L’ONU s’inquiète de la criminalisation des militants et des journalistes au Venezuela

Le Haut Commissaire du Bureau des droits de l’homme de l’Organisation des Nations unies, Volker Türk, a réitéré son appel à libérer « immédiatement » toutes les personnes détenues « arbitrairement » au Venezuela et s’est dit préoccupé par les « attaques, intimidations et criminalisations » des droits de l’homme. défenseurs et journalistes.

« Six dirigeants syndicaux sont arrêtés depuis 9 mois pour association de malfaiteurs et association de malfaiteurs.

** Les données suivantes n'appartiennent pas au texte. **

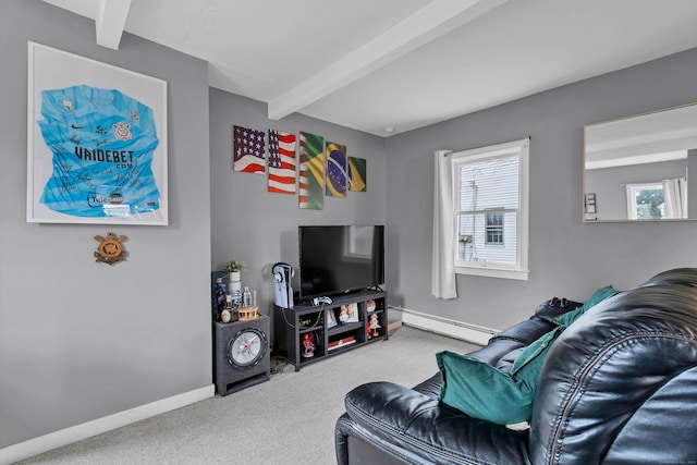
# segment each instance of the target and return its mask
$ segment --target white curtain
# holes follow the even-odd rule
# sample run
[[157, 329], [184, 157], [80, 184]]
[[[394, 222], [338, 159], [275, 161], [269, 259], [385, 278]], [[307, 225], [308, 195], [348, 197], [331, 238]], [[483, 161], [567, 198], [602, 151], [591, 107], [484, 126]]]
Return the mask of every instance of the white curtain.
[[431, 294], [438, 298], [456, 298], [453, 191], [450, 151], [436, 152], [433, 176], [433, 242], [431, 257]]
[[685, 178], [663, 180], [663, 201], [665, 203], [663, 218], [687, 218], [687, 180]]

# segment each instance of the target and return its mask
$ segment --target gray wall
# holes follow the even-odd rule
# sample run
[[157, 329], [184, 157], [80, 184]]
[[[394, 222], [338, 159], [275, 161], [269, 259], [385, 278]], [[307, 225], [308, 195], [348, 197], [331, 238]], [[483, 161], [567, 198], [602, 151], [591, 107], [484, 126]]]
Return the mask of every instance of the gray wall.
[[[208, 70], [40, 0], [0, 15], [0, 448], [210, 387]], [[27, 40], [166, 79], [169, 227], [25, 222]], [[124, 234], [127, 261], [95, 262]]]
[[[502, 329], [555, 295], [583, 301], [601, 285], [626, 289], [664, 269], [697, 266], [697, 222], [582, 222], [584, 125], [697, 101], [695, 83], [697, 49], [389, 138], [391, 303]], [[460, 276], [460, 298], [433, 298], [433, 151], [528, 135], [529, 280]]]
[[[367, 192], [325, 197], [323, 210], [301, 209], [297, 194], [267, 192], [266, 175], [232, 170], [233, 125], [293, 134], [305, 131], [343, 144], [347, 156], [367, 160]], [[297, 227], [384, 224], [384, 179], [383, 138], [301, 114], [272, 121], [266, 103], [210, 89], [210, 259], [213, 269], [231, 259], [247, 264], [242, 285], [257, 290], [261, 313], [268, 314], [273, 302], [271, 266], [277, 261], [297, 266]]]

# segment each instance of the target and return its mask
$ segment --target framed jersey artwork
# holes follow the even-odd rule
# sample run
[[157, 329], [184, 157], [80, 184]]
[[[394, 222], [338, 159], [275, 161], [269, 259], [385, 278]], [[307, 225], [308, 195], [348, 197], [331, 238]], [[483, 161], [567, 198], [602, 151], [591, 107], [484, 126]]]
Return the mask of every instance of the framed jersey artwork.
[[167, 225], [167, 82], [28, 53], [27, 222]]

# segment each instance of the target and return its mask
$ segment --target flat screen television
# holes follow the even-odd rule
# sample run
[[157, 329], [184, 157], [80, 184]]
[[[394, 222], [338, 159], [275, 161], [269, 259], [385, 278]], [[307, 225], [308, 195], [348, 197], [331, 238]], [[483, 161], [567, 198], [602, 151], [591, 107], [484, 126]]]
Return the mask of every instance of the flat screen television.
[[302, 301], [384, 282], [383, 225], [298, 227], [297, 235]]

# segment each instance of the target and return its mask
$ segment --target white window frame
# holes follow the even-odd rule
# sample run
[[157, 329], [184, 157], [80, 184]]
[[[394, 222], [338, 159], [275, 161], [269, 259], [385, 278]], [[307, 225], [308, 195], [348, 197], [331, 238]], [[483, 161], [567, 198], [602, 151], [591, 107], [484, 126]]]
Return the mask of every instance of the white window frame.
[[[454, 265], [458, 274], [470, 274], [489, 278], [503, 278], [527, 281], [530, 273], [528, 269], [528, 223], [529, 223], [529, 147], [530, 139], [526, 137], [504, 144], [496, 144], [487, 147], [473, 148], [469, 150], [454, 151], [451, 154], [452, 168], [452, 189], [453, 189], [453, 237], [454, 241]], [[462, 261], [457, 256], [458, 236], [458, 205], [460, 205], [460, 170], [464, 163], [475, 161], [486, 161], [487, 159], [501, 158], [504, 156], [517, 155], [518, 166], [518, 210], [516, 215], [516, 264], [505, 265], [487, 261]]]
[[[638, 220], [637, 216], [637, 205], [636, 205], [636, 195], [640, 191], [663, 191], [663, 183], [660, 181], [649, 182], [649, 183], [632, 183], [626, 185], [627, 192], [627, 218], [629, 220]], [[665, 192], [663, 192], [665, 195]], [[661, 218], [649, 218], [650, 220], [660, 220]]]

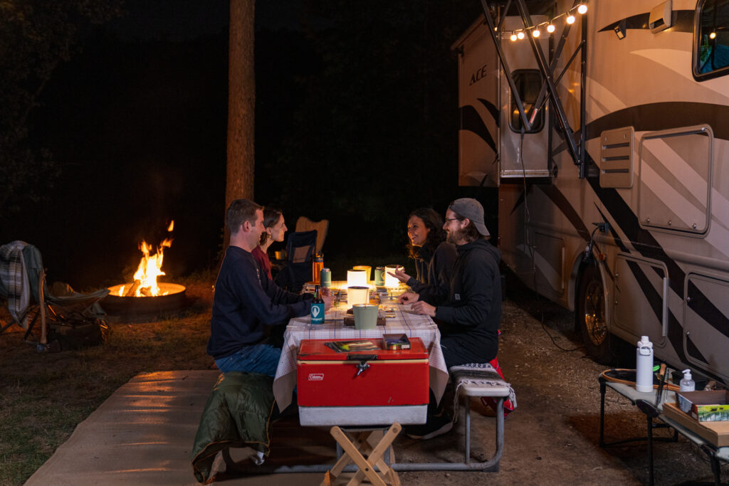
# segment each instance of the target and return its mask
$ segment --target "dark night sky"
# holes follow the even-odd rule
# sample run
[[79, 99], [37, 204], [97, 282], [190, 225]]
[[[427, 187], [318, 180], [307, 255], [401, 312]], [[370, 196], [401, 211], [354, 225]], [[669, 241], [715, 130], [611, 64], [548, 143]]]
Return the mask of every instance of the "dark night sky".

Je suis aussi préoccupé par les restrictions sur les médias, les sites internet, les radios et les programmes ont été fermés », a-t-il précisé mardi lors de sa première mise au point orale. présentation sur la situation des droits fondamentaux au Venezuela devant le Conseil des droits de l’homme de l’ONU.

Türk a déclaré qu’il partageait ses préoccupations concernant du projet de loi pour l’inspection, la régularisation, l’action et le financement des organisations non gouvernementales et assimilées qui, selon les militants, « annihile » les ONG. À cet égard, il a réitéré son appel à « s’aligner sur les normes internationales des droits de l’homme ».

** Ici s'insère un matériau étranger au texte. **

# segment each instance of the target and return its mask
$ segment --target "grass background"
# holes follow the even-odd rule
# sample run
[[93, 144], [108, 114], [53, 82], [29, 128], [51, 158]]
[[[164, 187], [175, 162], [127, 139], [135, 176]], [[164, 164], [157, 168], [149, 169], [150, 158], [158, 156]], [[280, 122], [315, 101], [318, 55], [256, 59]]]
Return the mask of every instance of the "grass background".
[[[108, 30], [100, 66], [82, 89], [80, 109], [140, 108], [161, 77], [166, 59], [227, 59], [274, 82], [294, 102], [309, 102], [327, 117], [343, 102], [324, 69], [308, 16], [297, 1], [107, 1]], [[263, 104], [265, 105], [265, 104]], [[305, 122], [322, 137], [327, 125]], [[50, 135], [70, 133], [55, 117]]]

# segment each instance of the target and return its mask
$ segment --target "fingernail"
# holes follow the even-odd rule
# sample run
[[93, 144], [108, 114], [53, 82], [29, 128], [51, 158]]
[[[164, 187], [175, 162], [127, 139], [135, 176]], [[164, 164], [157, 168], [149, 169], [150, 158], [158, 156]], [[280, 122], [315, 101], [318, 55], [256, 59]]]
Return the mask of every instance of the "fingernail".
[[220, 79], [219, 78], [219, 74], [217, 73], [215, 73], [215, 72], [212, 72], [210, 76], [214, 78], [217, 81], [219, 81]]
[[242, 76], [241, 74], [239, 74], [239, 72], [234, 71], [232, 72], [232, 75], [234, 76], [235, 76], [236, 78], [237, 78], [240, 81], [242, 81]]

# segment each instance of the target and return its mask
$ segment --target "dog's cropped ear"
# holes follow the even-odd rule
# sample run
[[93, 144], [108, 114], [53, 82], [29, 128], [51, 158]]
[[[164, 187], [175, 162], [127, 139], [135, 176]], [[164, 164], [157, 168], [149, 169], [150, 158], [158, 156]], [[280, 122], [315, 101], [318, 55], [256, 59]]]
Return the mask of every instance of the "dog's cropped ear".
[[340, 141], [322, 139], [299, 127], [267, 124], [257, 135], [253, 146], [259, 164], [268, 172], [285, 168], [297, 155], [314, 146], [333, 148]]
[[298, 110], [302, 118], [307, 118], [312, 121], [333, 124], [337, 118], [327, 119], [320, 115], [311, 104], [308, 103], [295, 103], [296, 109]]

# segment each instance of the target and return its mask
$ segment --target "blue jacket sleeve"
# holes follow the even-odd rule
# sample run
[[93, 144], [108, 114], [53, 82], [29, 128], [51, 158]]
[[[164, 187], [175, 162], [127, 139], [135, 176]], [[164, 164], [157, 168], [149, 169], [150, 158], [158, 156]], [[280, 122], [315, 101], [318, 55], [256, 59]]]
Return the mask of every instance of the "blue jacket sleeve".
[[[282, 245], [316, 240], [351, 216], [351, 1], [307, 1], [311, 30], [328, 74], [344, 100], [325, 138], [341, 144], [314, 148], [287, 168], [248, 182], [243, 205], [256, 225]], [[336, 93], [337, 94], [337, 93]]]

Lors du dialogue interactif au Conseil des droits de l’homme, Tamara Taraciuk, directrice pour les Amériques à Human Right Watch, a exhorté le Haut-Commissaire à exiger que le projet de loi soit « archivé » car, a-t-elle déclaré, les efforts visant à saper l’espace civique sont « inacceptables ». .

Appelant à la levée des sanctions sectorielles, qui, selon lui, ont exacerbé les défis « préexistants » et approfondi la « lutte quotidienne » du peuple, Türk a appelé le gouvernement et l’opposition à poursuivre les négociations, notamment .

« Le peuple vénézuélien a besoin d’actions concrètes et collectives, mon bureau saura construire des ponts », a-t-il déclaré.

Le Haut-Commissaire l’a décrit comme « une étape positive » cela permet à son bureau de poursuivre son travail au Venezuela pendant les deux prochaines années et la «volonté» des autorités d’entreprendre des réformes judiciaires.

En outre, il a décrit comme une « étape importante » que la Chambre constitutionnelle de la Cour suprême de justice (TSJ) du Venezuela article 565 du Code organique de justice militaire (COJM) qui sanctionne les relations entre militaires du même sexe.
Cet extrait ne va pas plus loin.